How do you determine if x - 5 is a factor of $2{{x}^{3}}-4{{x}^{2}}-7x-10$ ?

Answer 1

Hint: In this problem, we have to divide the two polynomials by long division method. If the factor is satisfying the expression that means it gives the remainder zero when divided. In the long division method, we have to move step by step focussing on the leading term of both the polynomials. Here x – 5 is binomial and the other one is polynomial.

Complete step-by-step answer:
Now, let’s solve the question.
Polynomial is an algebraic expression having many terms. The highest power in the expression is called the degree of the polynomial. There are 3 different types of polynomials: monomial, binomial and trinomial. Monomial consists of only a single term. Whereas binomial consists of two terms. And the trinomial consists of 3 three terms. When it comes to division, we prefer a long division method for dividing any monomial with polynomial or binomial with a polynomial. We are given a case of dividing a binomial with a polynomial.
The expression x – 5 is a divisor whereas $2{{x}^{3}}-4{{x}^{2}}-7x-10$ is a dividend. After this, the leading term of the dividend is divided by the leading term of the divisor so that we can form the expression such that it gets easily divisible.
$\Rightarrow \dfrac{2{{x}^{3}}}{x}=2{{x}^{2}}$
Now, multiply $2{{x}^{2}}$ with the divisor.
 $\Rightarrow 2{{x}^{2}}(x-5)=2{{x}^{3}}-10{{x}^{2}}$
Now this term gets subtracted from the dividend. After subtraction, we will get a new dividend. Then again the same procedure will be followed. Let’s go step by step by performing it:
$x-5\overset{2{{x}^{2}}+6x+23}{\overline{\left){\begin{align}
  & 2{{x}^{3}}-4{{x}^{2}}-7x-10 \\
 & 2{{x}^{3}}-10{{x}^{2}} \\
 & \overline{\begin{align}
  & 0{{x}^{3}}+6{{x}^{2}}-7x-10 \\
 & \text{ }6{{x}^{2}}-30x \\
 & \overline{\text{ }0{{x}^{2}}+23x-10} \\
\end{align}} \\
 & \text{ }23x-115 \\
 & \overline{\text{ }0x+95} \\
\end{align}}\right.}}$
We can easily see from the above division that x – 5 is not the factor because it is not giving us the remainder as zero.

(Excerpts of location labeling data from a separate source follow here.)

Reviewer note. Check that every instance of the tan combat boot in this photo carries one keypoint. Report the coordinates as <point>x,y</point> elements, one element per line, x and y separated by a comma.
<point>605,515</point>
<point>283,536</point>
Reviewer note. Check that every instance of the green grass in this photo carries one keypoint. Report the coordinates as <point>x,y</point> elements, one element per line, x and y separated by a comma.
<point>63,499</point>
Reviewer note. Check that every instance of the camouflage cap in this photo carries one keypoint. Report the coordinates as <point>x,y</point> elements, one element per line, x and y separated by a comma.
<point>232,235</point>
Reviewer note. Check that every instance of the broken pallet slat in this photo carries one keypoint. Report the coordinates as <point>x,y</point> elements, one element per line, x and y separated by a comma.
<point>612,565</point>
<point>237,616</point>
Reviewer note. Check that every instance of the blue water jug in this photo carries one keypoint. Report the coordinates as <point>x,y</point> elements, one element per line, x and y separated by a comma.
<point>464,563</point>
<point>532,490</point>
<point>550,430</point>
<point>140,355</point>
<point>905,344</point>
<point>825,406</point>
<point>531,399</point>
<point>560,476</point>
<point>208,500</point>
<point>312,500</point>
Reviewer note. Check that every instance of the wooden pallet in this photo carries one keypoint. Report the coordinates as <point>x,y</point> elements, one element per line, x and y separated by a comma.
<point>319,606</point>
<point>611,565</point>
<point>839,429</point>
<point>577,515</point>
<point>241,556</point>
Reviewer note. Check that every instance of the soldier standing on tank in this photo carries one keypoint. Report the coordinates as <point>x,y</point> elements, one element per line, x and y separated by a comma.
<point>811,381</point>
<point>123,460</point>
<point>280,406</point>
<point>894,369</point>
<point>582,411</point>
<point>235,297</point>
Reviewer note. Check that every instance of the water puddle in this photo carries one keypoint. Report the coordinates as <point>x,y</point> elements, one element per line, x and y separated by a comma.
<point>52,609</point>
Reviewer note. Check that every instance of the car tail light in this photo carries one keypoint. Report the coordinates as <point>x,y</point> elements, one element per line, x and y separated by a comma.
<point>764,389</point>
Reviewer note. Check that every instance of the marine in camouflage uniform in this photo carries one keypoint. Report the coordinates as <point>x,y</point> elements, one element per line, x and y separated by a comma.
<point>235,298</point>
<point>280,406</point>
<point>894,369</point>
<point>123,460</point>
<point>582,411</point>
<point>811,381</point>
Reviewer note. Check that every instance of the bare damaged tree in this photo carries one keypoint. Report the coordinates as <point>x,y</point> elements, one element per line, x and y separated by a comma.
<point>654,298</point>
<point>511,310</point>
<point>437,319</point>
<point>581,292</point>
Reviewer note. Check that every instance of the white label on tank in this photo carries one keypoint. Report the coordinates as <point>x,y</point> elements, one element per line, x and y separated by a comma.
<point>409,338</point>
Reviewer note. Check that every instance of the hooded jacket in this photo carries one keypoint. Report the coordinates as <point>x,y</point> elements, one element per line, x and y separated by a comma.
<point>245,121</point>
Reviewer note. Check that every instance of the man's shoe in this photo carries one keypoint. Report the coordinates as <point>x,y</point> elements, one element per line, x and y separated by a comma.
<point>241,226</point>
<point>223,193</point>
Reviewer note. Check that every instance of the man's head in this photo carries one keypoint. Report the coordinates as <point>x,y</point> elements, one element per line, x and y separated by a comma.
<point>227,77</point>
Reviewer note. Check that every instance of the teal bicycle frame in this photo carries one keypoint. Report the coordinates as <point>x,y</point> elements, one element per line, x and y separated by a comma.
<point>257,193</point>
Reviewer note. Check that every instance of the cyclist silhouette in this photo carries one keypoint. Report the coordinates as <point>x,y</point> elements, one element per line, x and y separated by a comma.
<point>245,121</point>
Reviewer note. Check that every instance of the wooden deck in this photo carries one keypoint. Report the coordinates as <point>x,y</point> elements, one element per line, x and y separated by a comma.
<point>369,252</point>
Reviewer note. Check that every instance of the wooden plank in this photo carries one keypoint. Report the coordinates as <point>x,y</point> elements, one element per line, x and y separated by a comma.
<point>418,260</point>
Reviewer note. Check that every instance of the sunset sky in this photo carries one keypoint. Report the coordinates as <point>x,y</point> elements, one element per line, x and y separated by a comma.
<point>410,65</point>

Note: Please note that the terms of the dividend and the divisor are arranged in decreasing order of their degrees before solving by long division method. There is a shortcut method of checking that the factor is completely divisible by the polynomial or not.
From this it is said that when a divisor is an exact factor of f(x), then the remainder after division will be 0.
If f(a) = 0 $\Leftrightarrow $ x – a is a factor of f(x). Now let f(x) = $2{{x}^{3}}-4{{x}^{2}}-7x-10$. Then equate:
$\Rightarrow x-5=0\Leftrightarrow x=5$
Put x = 5 in the equation:
$\Rightarrow 2{{\left( 5 \right)}^{3}}-4{{\left( 5 \right)}^{2}}-7\left( 5 \right)-10$
On solving further:
f(x) = 105
So, f(x) $\ne $ 0 which states that x – 5 is not a factor of $2{{x}^{3}}-4{{x}^{2}}-7x-10$.